Bisherige Vorhersagen scheinen die globale Erwärmung für dieses Jahrhundert zu unterschätzen. Jetzt fand ein europäisches Wissenschaftlerteam heraus, dass die tatsächliche Erderwärmung durch den Verbrauch fossiler Brennstoffe 15 bis 78 Prozent höher ausfallen kann als bisher erwartet, da in den bisherigen Projektionen zwar die Wirkung des Kohlendioxides auf die Erdtemperatur, nicht aber die Rückwirkung der Erdtemperatur auf Kohlendioxid ausreichend berücksichtigt wurde - ein Effekt, den Wissenschaftler als positiven Rückkopplungseffekt bezeichnen.

Dies ist das Ergebnis einer Arbeit, die am 26. Mai in Geophysical Research Letters von Marten Scheffer (Universität Wageningen), Victor Brovkin (Potsdam-Institut für Klimafolgenforschung) und Peter Cox (Centre for Ecology and Hydrology) veröffentlicht wird.

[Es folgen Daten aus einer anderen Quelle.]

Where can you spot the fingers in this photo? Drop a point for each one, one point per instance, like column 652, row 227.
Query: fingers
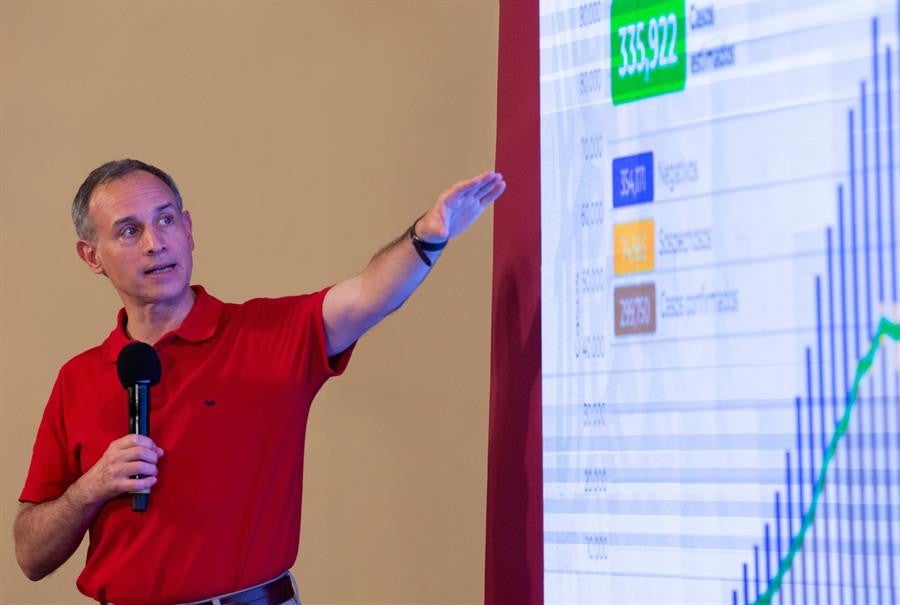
column 475, row 188
column 491, row 196
column 135, row 447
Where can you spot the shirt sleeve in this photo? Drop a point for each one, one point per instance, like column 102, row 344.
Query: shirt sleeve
column 53, row 465
column 293, row 339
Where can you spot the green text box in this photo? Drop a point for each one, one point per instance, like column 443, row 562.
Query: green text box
column 647, row 48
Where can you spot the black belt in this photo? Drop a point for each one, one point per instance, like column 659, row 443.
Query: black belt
column 275, row 592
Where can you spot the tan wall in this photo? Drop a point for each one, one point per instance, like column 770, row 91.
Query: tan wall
column 304, row 136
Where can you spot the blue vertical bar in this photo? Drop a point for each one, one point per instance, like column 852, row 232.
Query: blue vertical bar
column 778, row 550
column 876, row 135
column 789, row 509
column 811, row 438
column 888, row 53
column 746, row 587
column 756, row 569
column 768, row 546
column 848, row 450
column 857, row 332
column 892, row 226
column 800, row 508
column 834, row 411
column 825, row 553
column 854, row 248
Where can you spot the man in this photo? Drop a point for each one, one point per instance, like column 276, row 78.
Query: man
column 228, row 417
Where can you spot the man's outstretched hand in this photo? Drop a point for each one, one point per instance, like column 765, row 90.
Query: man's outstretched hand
column 460, row 206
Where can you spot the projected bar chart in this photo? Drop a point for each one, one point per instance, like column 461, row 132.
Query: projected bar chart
column 721, row 383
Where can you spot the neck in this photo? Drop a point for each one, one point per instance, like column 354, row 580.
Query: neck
column 148, row 322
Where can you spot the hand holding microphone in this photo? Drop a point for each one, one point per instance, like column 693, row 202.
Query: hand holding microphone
column 139, row 368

Um die Stärke der Wechselwirkungen zwischen Temperatur und Kohlendioxid zu bestimmen, bedienten sich die Forscher neuer, zeitlich hochaufgelöster Eisbohrkerndaten und Temperaturrekonstruktionen aus geologischen Archiven der "Kleinen Eiszeit" (von etwa 1550 bis 1850). Während der kleinen Eiszeit waren die Temperaturen auf der Nordhalbkugel niedriger und die atmosphärischen CO 2 -Werte fielen ab. Dieser Zusammenhang zwischen CO 2 -Konzentrationsabfall und Temperaturabnahme ermöglichte den Forschern, auch den Einfluss der Rückkopplung zwischen Temperatur und CO 2 auf die zukünftige Klimaerwärmung zu ermitteln.

Victor Brovkin aus der Klimaabteilung des Potsdam-Instituts erklärt, warum es wichtig ist, Stärke und Dynamik dieser Rückkopplungsvorgänge zu bestimmen: "Diese Mechanismen sind oftmals der Antrieb für abrupte Klimaänderungen. Es gehört zur wissenschaftlichen Routine, die Stärke von Rückkopplungseffekten durch Modellrechnungen abzuschätzen, doch die Ergebnisse fallen für unterschiedliche Modelle unterschiedlich aus. Deshalb sind unabhängige Daten zur Bewertung der Modellergebnisse erforderlich. Ein vielversprechender Weg ist dabei, die Klimaarchive der geologischen Vergangenheit zusammen mit der
CO 2 -Dynamik auszuwerten. Auch wenn die Ergebnisse der neuen Methode noch mit großen Unsicherheiten behaftet sind, so legen sie doch nahe, dass frühere Temperaturvorhersagen nach oben korrigiert werden müssen."

Originalartikel:

Scheffer, M., Brovkin, V., and Cox, P. Positive feedback between global warming and atmospheric CO 2 concentration inferred from past climate change. Geophysical Research Letters, vol. 33, doi:10.1029/2005gl025044, 2006.